Michael J. Davenport is an ALJ at the Kingsport Hearing Office. With a lifetime approval rate of 71% over 11,329 lifetime decisions, his record sits above the national average of 58%. While his recent approval rate is 15 points higher than the office average, remember that aggregate rates describe past decisions, not predictions for your individual hearing. An attorney can help you prepare for this judge's specific bench.
This page presents publicly available SSA Office of Hearings Operations disposition data, with no editorial rating or evaluation. ALJs are independent decisionmakers; aggregate statistics describe past patterns, not predictions of how any individual case will be decided. Information here is provided for hearing preparation, not as legal advice.
Approval rates
Judge Davenport maintains a lifetime approval rate of 71%, which compares favorably against the latest 56% office average and the 58% national average. These statistics are derived from a docket of 11,329 lifetime decisions accumulated over 3 years on the bench. By reviewing these metrics, you can gain a clearer perspective on the local hearing environment. Aggregate rates describe past decisions rather than predicting your individual hearing outcome.
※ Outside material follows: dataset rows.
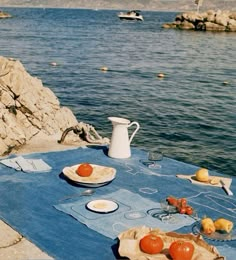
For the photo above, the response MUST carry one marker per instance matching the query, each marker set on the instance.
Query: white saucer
(102, 206)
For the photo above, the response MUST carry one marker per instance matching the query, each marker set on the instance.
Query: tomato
(182, 210)
(84, 169)
(189, 210)
(183, 202)
(181, 250)
(172, 201)
(151, 244)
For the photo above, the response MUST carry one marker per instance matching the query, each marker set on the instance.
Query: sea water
(189, 114)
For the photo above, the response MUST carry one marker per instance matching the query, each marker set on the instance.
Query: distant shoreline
(108, 9)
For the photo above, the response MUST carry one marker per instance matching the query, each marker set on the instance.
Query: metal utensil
(227, 190)
(88, 192)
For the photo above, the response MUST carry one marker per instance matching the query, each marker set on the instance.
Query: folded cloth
(215, 183)
(133, 211)
(27, 165)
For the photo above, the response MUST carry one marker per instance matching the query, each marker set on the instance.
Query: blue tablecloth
(27, 200)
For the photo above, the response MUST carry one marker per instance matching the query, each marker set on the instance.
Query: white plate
(218, 236)
(100, 176)
(102, 206)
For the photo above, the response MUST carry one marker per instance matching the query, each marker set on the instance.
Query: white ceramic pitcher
(120, 141)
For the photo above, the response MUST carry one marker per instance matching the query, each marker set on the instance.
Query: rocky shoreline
(221, 21)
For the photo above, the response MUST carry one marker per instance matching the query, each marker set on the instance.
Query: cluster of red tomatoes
(181, 205)
(178, 250)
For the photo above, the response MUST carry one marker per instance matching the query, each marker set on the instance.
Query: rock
(28, 109)
(185, 25)
(207, 21)
(214, 27)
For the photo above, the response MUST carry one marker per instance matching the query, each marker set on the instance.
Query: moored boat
(131, 15)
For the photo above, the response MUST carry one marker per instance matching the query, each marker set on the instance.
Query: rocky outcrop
(207, 21)
(29, 110)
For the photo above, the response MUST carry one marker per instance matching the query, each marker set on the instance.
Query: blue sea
(189, 115)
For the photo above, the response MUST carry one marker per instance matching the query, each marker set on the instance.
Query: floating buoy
(161, 75)
(53, 63)
(104, 68)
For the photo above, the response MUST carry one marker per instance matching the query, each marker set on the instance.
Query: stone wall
(207, 21)
(27, 108)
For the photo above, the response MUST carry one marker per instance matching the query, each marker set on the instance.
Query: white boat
(131, 15)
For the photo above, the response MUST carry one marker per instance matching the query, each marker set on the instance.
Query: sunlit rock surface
(207, 21)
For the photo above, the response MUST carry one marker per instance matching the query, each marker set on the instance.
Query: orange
(151, 244)
(84, 170)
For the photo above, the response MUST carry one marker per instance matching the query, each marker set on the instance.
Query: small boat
(131, 15)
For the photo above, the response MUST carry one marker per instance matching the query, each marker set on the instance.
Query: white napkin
(26, 165)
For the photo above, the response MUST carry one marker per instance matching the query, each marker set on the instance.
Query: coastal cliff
(206, 21)
(30, 112)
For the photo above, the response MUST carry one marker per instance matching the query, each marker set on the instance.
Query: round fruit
(151, 244)
(84, 169)
(202, 175)
(181, 250)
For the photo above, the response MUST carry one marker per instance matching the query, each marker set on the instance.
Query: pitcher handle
(135, 131)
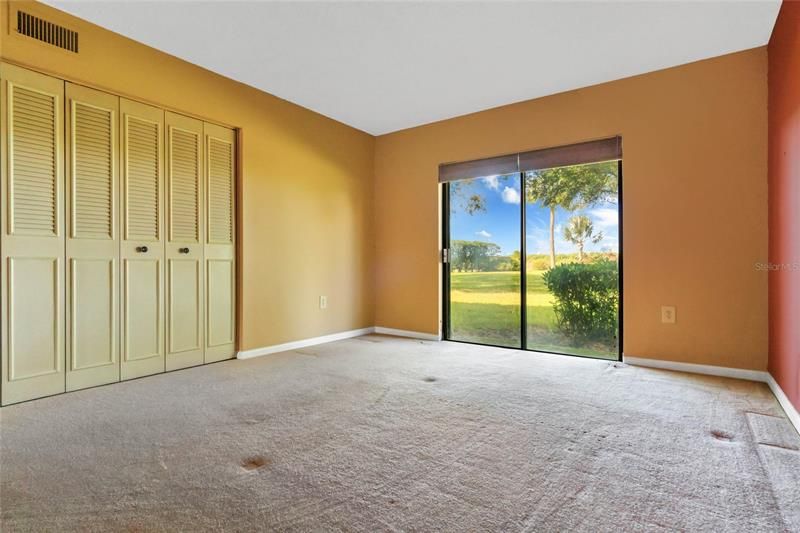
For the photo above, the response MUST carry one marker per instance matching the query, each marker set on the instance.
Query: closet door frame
(220, 255)
(36, 248)
(141, 257)
(91, 257)
(185, 272)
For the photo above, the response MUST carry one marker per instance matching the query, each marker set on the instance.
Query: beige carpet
(379, 433)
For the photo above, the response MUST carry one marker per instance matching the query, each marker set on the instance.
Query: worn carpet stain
(721, 435)
(356, 439)
(255, 462)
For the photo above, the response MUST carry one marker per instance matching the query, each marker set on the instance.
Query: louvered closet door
(32, 235)
(142, 247)
(92, 238)
(220, 249)
(184, 248)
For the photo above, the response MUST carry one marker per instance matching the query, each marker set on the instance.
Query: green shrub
(586, 299)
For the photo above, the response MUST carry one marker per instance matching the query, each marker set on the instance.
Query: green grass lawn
(485, 308)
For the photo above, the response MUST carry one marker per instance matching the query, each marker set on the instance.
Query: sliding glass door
(572, 267)
(485, 279)
(532, 259)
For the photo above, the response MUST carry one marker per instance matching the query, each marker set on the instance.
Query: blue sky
(500, 222)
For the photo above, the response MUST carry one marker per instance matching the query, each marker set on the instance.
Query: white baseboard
(710, 370)
(285, 347)
(788, 408)
(405, 333)
(738, 373)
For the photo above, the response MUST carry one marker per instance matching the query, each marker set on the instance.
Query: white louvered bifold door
(142, 247)
(92, 188)
(184, 246)
(32, 234)
(220, 249)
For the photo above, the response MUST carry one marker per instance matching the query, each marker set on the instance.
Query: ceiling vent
(47, 32)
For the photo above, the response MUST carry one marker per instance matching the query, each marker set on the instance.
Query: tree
(472, 255)
(462, 198)
(571, 188)
(578, 231)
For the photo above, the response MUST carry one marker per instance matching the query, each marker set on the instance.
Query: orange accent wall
(306, 180)
(695, 194)
(784, 201)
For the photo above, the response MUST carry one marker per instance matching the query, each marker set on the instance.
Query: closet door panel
(220, 243)
(142, 246)
(32, 241)
(184, 247)
(92, 246)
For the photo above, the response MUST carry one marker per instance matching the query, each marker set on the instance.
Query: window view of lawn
(571, 237)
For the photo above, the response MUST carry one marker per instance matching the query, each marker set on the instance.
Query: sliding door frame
(445, 263)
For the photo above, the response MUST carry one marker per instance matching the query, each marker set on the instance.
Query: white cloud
(510, 196)
(491, 182)
(605, 217)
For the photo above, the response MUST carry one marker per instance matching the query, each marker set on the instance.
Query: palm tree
(571, 188)
(580, 229)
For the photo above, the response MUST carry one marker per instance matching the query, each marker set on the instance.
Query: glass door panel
(484, 234)
(572, 266)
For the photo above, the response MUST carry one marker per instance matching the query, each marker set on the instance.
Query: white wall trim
(710, 370)
(738, 373)
(285, 347)
(788, 408)
(409, 334)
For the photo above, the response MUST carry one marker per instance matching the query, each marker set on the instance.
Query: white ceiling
(386, 66)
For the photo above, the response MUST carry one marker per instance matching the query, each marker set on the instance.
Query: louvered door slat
(184, 185)
(142, 179)
(220, 201)
(93, 174)
(33, 158)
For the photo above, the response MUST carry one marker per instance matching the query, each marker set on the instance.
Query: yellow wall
(695, 203)
(306, 180)
(330, 210)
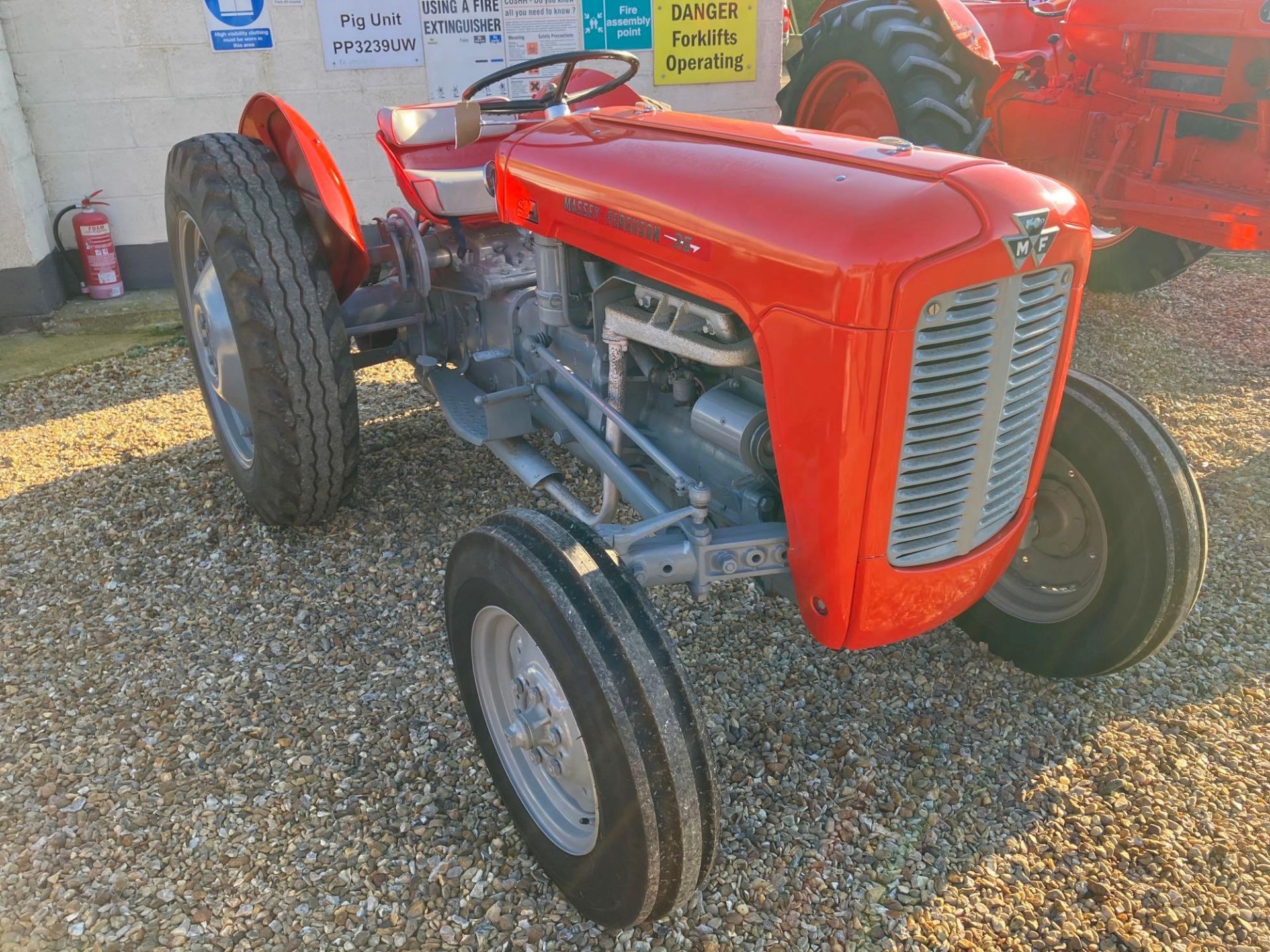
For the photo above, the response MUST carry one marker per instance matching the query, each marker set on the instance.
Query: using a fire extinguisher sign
(98, 260)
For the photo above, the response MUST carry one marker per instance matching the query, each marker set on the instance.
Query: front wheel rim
(1058, 571)
(846, 97)
(535, 730)
(214, 343)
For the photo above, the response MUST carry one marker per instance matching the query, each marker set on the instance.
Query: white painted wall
(23, 226)
(110, 85)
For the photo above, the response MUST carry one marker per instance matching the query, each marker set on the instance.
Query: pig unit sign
(360, 36)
Office- and national-level breakdowns of fully favorable vs denial rates aren't currently published by SSA in the per-office disposition data. The judge's own breakdown is the detail we have today.
Approval rate over time
Year-over-year approval rate across Judge Davenport's docket. Annual rates fluctuate with the mix of cases SSA assigns; the longer-run pattern is more informative than any single year.
Decision pattern
Over a 3-year tenure, Judge Davenport has demonstrated a consistent approach to disability adjudication. The yearly trend shows an approval rate of 73% in 2016, 69% in 2017, and 71% in 2018. This stability suggests a reliable decision-making pattern that has remained steady. The data reflects a continuation of this established pattern.
Preparing for an SSDI hearing
The guidance below applies to any SSDI hearing, not specifically to Judge Davenport's bench. Judge-specific preparation guidance requires a corpus of public Appeals Council decisions involving each judge, which we haven't built yet.
- Bring a clean treating-physician record. Longitudinal primary-care or specialist notes spanning the disability period, with consistent symptom documentation, are typically the strongest evidence at hearing. A single month's records usually aren't enough.
- Don't rely on consultative exams alone. If your medical evidence is built primarily around a one-time CE finding, expect detailed questioning. Supplement with treating-source statements where possible.
- Prepare for daily-activity questions. Have honest, specific answers about a typical day. Answers that conflict with the medical record (in either direction) tend to hurt credibility.
- Expect transferable-skills probing. A vocational expert will usually testify about jobs available to someone with your limitations. Your representative should be prepared to cross-examine.
Hearing with Judge Davenport? Free, confidential — see if you qualify for SSDI.
Free Benefits ReviewAbout the Kingsport hearing office
The Kingsport Hearing Office serves a broad population across Tennessee and the surrounding region. It is staffed by 6 judges who manage a high volume of disability claims. The office currently reports an average approval rate of 56%, reflecting the complex nature of the cases heard in this jurisdiction. You can visit the Kingsport Hearing Office page for the full ALJ roster.
Other judges at this hearing office
The Social Security Administration assigns cases through a workload-balancing algorithm, meaning your judge assignment is essentially random. Within the Kingsport Hearing Office, individual lifetime approval rates among the bench range from 45% to 77%. Because of this variance, understanding the broader office environment is useful for your preparation. The guidance for your hearing remains consistent regardless of which judge is assigned.